Unit 3 Essay Questions Flashcards
Research has implicated the important role of sleep in learning and memory, especially the slow wave sleep (SWS) and REM phases. Explain a) how each phase contributes to memory consolidation b) how each phase contributes to neuronal changes that is thought to underlie the behavioral performance on learning/memory tasks (mention a brain region). Make sure to describe a study that showed how one of these sleep phases impacted task performance.
In Stickgold et al., 2001, study of sleep and implicit skill learning task, individuals were presented with either a letter T or L in the periphery, and were asked to identify the letter. This study revealed that overnight interval between training and testing (i.e., one night’s sleep) led to significant improvement on the implicit skill learning task, and this skill improvement remained for many days. In this study, it was also revealed that lots of slow wave sleep (SWS) at the beginning of the night = more learning, and lots of REM sleep at the end of the night = more learning. I.e., SWS at beginning of night and REM at end is most impactful for learning.
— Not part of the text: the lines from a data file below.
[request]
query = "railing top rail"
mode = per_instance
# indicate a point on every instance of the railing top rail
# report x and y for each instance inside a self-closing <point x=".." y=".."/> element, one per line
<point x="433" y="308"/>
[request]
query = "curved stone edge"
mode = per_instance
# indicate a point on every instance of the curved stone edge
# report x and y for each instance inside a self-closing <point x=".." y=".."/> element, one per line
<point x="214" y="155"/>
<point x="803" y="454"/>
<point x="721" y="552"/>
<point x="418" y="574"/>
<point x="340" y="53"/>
To be specific, the direct neuronal role of these two phases in memory consolidation can be explained via the memory engram model and the idea of systems consolidation. According to the memory engram model, during slow wave sleep (SWS), the hippocampus recruits areas of the cortex to help replay recently encoded memories for consolidation purposes. In this situation, there is a recently encoded hippocampal part of a representation AND a recently encoded neocortical part of a representation. Think of this as “training” the cortex to encode memory on its own. This is known as “systems consolidation.”
This model of memory explains the aforementioned task performance findings. That is, we want SWS early in the night so that the hippocampus can “train” the cortex, and we want REM later in the night so that the cortex itself can develop strengthened connections that truly fortify the memory.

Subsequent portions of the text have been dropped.